Here’s how the great 18th century preacher Jonathan Edwards described it:
Consider what it is to suffer extreme torment forever and ever; and to suffer it day and night, from one year to another, from one age to another, and from one thousand ages to another…Consider how dreadful despair will be in such torment; to know assuredly that you never, never shall be delivered from them; to have no hope: when you shall wish that you might be turned into nothing, but shall have no hope of it…but that still there are the same groans, the same shrieks, the same doleful cries, incessantly to be made by you…1
Would a good, just, loving God really require people he made in his image to suffer conscious torment for all eternity, with absolutely no hope of escape? It seems so.
Now, I’ve heard and read enough accounts of extreme depravity and devilish cruelty that seem to warrant eternal suffering. But what about those who live relatively good lives but reject the payment for their sin God offers through faith in Christ? Do they deserve a joyless, hopeless, endless existence of extreme despair?
The Bible gives few clues to the nature or cause of the torment. It’s described as both “utter darkness” and “unquenchable fire.” But fire gives light so I believe the flames are metaphorical, using a familiar concept which we know to be extremely painful to represent an extremely painful experience with which we are not familiar.
Imagine if it is complete and utter darkness for all eternity, but unlike blind people who can still enjoy pleasures like eating and conversing and engaging in meaningful work, you have nothing but your guilty, despairing, sorrowful thoughts to occupy you.
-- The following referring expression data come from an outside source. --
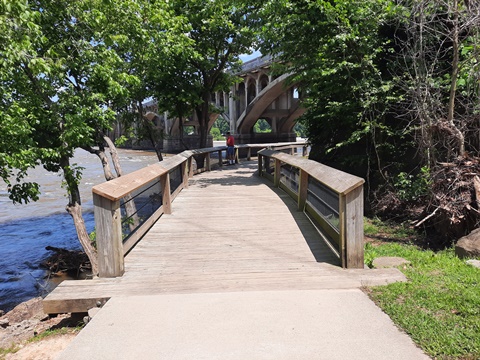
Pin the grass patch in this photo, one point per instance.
(440, 305)
(55, 332)
(10, 350)
(378, 229)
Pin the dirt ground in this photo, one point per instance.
(29, 334)
(46, 349)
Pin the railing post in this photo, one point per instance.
(354, 228)
(220, 160)
(185, 173)
(166, 197)
(276, 175)
(207, 162)
(302, 190)
(109, 237)
(260, 165)
(190, 167)
(342, 228)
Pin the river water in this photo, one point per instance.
(25, 230)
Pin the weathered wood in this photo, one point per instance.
(354, 228)
(135, 237)
(342, 242)
(208, 165)
(261, 243)
(220, 160)
(260, 165)
(120, 187)
(302, 190)
(166, 196)
(339, 181)
(109, 237)
(277, 170)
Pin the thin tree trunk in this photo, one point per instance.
(75, 211)
(74, 208)
(453, 86)
(130, 208)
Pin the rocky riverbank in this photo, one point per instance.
(27, 333)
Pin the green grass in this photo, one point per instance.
(55, 332)
(440, 305)
(378, 228)
(10, 350)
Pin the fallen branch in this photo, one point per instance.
(426, 218)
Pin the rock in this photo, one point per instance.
(469, 245)
(389, 261)
(92, 312)
(475, 263)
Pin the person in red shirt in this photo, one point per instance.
(230, 149)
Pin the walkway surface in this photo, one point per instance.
(236, 272)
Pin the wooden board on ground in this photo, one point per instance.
(229, 231)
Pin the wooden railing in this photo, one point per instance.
(119, 227)
(332, 198)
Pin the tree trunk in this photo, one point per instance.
(453, 86)
(130, 207)
(74, 208)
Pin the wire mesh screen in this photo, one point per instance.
(269, 165)
(289, 176)
(176, 178)
(325, 201)
(138, 207)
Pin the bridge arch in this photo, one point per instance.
(275, 102)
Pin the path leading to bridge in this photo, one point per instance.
(236, 272)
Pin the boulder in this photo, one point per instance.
(475, 263)
(469, 245)
(388, 262)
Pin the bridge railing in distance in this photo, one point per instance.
(333, 199)
(126, 207)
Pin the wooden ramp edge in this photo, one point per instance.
(78, 296)
(229, 231)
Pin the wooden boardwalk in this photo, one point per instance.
(229, 231)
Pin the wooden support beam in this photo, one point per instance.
(208, 166)
(185, 173)
(354, 228)
(109, 237)
(276, 176)
(220, 160)
(260, 165)
(302, 190)
(166, 197)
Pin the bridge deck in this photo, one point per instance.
(229, 231)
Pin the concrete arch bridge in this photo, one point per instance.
(259, 95)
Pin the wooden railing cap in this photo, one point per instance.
(118, 188)
(337, 180)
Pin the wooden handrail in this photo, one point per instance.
(349, 188)
(107, 199)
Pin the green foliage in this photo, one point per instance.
(337, 51)
(410, 187)
(374, 227)
(262, 126)
(439, 307)
(215, 132)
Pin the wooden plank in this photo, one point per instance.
(354, 228)
(109, 237)
(262, 242)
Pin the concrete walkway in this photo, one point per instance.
(256, 282)
(300, 324)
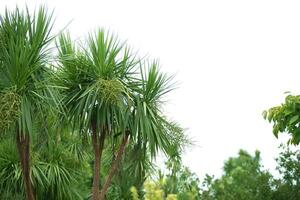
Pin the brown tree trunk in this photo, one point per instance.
(98, 149)
(23, 145)
(114, 167)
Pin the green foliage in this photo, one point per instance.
(180, 180)
(56, 172)
(24, 55)
(152, 191)
(243, 179)
(288, 187)
(9, 108)
(286, 118)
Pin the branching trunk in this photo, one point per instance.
(23, 145)
(114, 166)
(98, 149)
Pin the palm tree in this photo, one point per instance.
(23, 90)
(109, 96)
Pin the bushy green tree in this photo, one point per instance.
(243, 179)
(24, 91)
(286, 118)
(288, 186)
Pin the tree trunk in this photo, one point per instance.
(114, 167)
(23, 145)
(98, 149)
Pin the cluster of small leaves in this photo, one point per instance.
(153, 191)
(243, 179)
(286, 118)
(111, 90)
(9, 108)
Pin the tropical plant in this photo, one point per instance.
(24, 93)
(109, 96)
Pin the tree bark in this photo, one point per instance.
(23, 145)
(114, 167)
(98, 149)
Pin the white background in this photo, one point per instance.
(233, 59)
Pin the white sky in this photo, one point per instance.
(233, 59)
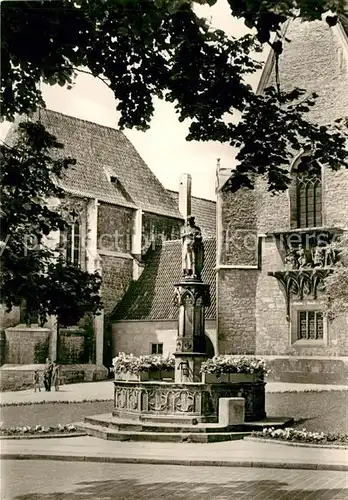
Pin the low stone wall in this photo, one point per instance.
(18, 377)
(26, 345)
(136, 400)
(72, 346)
(308, 370)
Forever.
Whatever form hell takes, it seems clear from Scripture that it will be completely void of God’s blessings. We take these blessings for granted now, but imagine an existence without any sunlight, rain, beauty, food, or any good thing, which all come from him. Only sin and evil, pain and suffering.
The prospect of an eternity in hell should and has brought many people to their knees and into the kingdom of God. But the preaching of eternal torment in hell has drawn others up in defiance and rejection of Christianity because of its perceived injustice.
Here’s where I land when I ponder this perception: God is clearly revealed in Scripture as just, but logic affirms this as well. If we can conceive of a supreme being more just than the biblical God, then that being would be God. God is the greatest conceivable being.
He is also merciful, as is demonstrated in all its fullness in the generous and eternal forgiveness he offers to all sinners who come to him in repentance and faith. There must be other contributing factors which justify eternal torment that we are unable to fully grasp.
So, though hell’s exact features may be fuzzy, and its rightness debatable, its horrendous and interminable awfulness is clear.
It is a destiny to be avoided at all costs.
1Works of Jonathan Edwards, 2 vols. (1843; repr., Edinburgh: Banner of Truth, 1974), 2:88.